August 15, 2005

UGLY:

'The pilots are unconscious ... farewell, cousin, we're frozen' (PAUL ANASTASI IN ATHENS AND MIKE THEODULOU IN CYPRUS, 8/15/05, The Scotsman)

ONE hundred and fifteen passengers on a doomed airliner were aware of their imminent death for up to 45 minutes but were unable to prevent the plane from crashing, killing everyone on board.

Terrified occupants of Helios Airways flight ZU522, from Larnaca in Cyprus to Prague via Athens, may even have attempted to seize control of the plane after an apparent oxygen supply or pressurisation problem caused the pilots to lose consciousness.

Greek officials believe the Cypriot Boeing 737 aircraft was flying on auto-pilot and ran out of fuel when it crashed into a hillside north of Athens yesterday, killing all 115 passengers and six crew.

Initial suspicions of an act of terrorism or a hijacking receded as indications grew of a technical failure, including perhaps decompression. It is possible that passengers and cabin crew had access to oxygen for themselves but were unaware that the pilots on the other side of the locked flight-deck door were unconscious as temperatures in both cabins plunged. Many of the passengers may have been alive when the plane crashed.

Sotiris Voutas said he received a text message from a cousin who was on the plane minutes before the crash. "He told me the pilots were unconscious. [He texted] 'Farewell, cousin, here we're frozen'." [...]

Angry relatives, who waited six hours to be told if their loved ones were aboard the flight, had to be restrained by police as they were finally allowed to check their names against the passenger list.
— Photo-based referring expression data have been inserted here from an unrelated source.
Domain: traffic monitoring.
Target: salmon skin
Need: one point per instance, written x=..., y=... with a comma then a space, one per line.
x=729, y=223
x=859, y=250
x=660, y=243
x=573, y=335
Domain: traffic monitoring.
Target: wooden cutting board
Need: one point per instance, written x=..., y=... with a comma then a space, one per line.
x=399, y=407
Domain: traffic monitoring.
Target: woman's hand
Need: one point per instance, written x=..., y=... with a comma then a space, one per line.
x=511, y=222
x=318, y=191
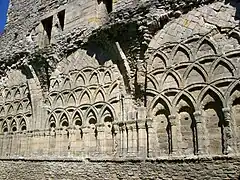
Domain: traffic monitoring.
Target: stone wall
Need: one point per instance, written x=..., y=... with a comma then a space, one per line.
x=122, y=81
x=175, y=169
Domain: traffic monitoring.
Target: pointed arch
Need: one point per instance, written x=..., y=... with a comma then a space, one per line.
x=10, y=109
x=234, y=86
x=181, y=53
x=77, y=119
x=8, y=95
x=185, y=96
x=23, y=125
x=152, y=82
x=64, y=120
x=94, y=78
x=71, y=100
x=159, y=60
x=85, y=97
x=107, y=77
x=13, y=126
x=212, y=103
x=80, y=80
x=195, y=73
x=20, y=108
x=106, y=111
x=99, y=95
x=67, y=84
x=164, y=104
x=222, y=68
x=214, y=93
x=170, y=80
x=55, y=84
x=5, y=127
x=91, y=115
x=17, y=94
x=59, y=101
x=206, y=47
x=52, y=121
x=2, y=111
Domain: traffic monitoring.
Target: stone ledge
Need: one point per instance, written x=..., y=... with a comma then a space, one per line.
x=170, y=159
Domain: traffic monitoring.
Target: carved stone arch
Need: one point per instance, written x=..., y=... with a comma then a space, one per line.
x=160, y=112
x=91, y=116
x=85, y=97
x=28, y=107
x=234, y=34
x=187, y=97
x=52, y=121
x=113, y=91
x=162, y=100
x=212, y=103
x=14, y=126
x=94, y=77
x=8, y=95
x=87, y=71
x=223, y=83
x=233, y=53
x=67, y=84
x=55, y=84
x=80, y=79
x=22, y=124
x=234, y=86
x=99, y=95
x=159, y=60
x=152, y=82
x=5, y=126
x=17, y=94
x=64, y=120
x=234, y=104
x=20, y=108
x=77, y=118
x=212, y=91
x=49, y=101
x=10, y=109
x=197, y=71
x=209, y=47
x=106, y=110
x=107, y=77
x=191, y=39
x=2, y=110
x=171, y=79
x=223, y=68
x=59, y=101
x=71, y=99
x=181, y=53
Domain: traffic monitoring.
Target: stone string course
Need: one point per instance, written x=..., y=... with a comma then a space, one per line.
x=120, y=90
x=177, y=169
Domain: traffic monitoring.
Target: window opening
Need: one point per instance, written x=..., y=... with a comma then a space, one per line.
x=47, y=25
x=61, y=18
x=108, y=5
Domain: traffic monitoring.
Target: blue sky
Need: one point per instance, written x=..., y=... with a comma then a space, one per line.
x=3, y=13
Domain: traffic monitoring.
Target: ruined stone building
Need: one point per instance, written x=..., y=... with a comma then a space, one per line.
x=120, y=89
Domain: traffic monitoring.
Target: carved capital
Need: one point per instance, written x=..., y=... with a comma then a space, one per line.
x=197, y=116
x=227, y=114
x=173, y=119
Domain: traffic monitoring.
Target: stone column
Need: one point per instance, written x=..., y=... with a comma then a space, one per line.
x=150, y=138
x=86, y=139
x=174, y=130
x=116, y=140
x=101, y=142
x=200, y=135
x=142, y=141
x=228, y=141
x=130, y=138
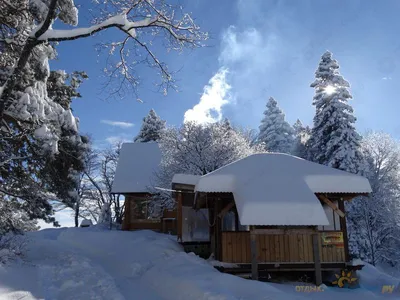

A spokesman for the fire brigade said a blaze had resulted in the bodies being charred beyond recognition.

Helios Airways is a small, privately owned airline with four aircraft that operates a handful of scheduled flights to London, Athens, some Greek islands and eastern European destinations.

The airline caters mainly for Cypriots, Greeks and British holidaymakers and businessmen who travel between Cyprus, Greece and Britain.

Posted by Orrin Judd at August 15, 2005 12:00 AM
Comments

Apparently, the text message bit is a hoax. The man was arrested for propagating it. See airliners.net.